In Kalingalinga, Sister Joyce Asks Me about My Tribe Then Grabs My Breast
I say, oh, sister, you wouldn't believe me if I told you, if I, say, started with my own daddy, son of car, son of assembly line, or with Father Abraham, seven stories above the city on a cell phone, pointing after empty spaces where someday a buffet restaurant would be. Sister Joyce, the melting pot is locked door, a fenced yard; the skies all raised pole, FM static, chem trail, cockpit terror drill, repeat. I am so much foam and fabric my husband does not know my flesh from a couch cushion, and I prefer it like this. I'd explain but it'd be all Mr. McFeeley, up the Agrocrag, little Justin Timberlake, Macarana, Macarana, medium sized Justin Timberlake, mom throwing a rack of newspapers across a convenience store for refusing to let her daughters pee.
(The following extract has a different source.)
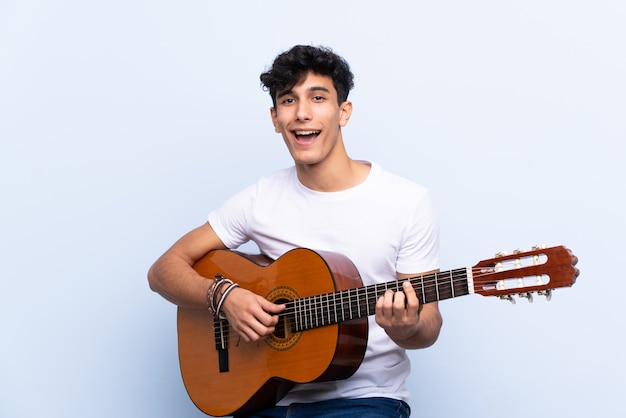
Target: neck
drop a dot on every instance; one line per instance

Like what's a tribe anyway: a lineage or an ellipsis? Like is it my brothers, a bean pole and a bullet casing, or is it the time I told my whole eighth grade class I was an orphan while Marshall Milbrath drew swastikas into the pinewood veneer of his desk? Sister Joyce, I'll take you to America, but first tell me your five point plan for getting used to all of the fake cheese and assholes -- because I promise you there are so. many. assholes. So many in fact it is dangerous the way we never strap a baby to our back to go check on our neighbors. It is dangerous the way we’ve gotten so used to keeping our hands to ourselves.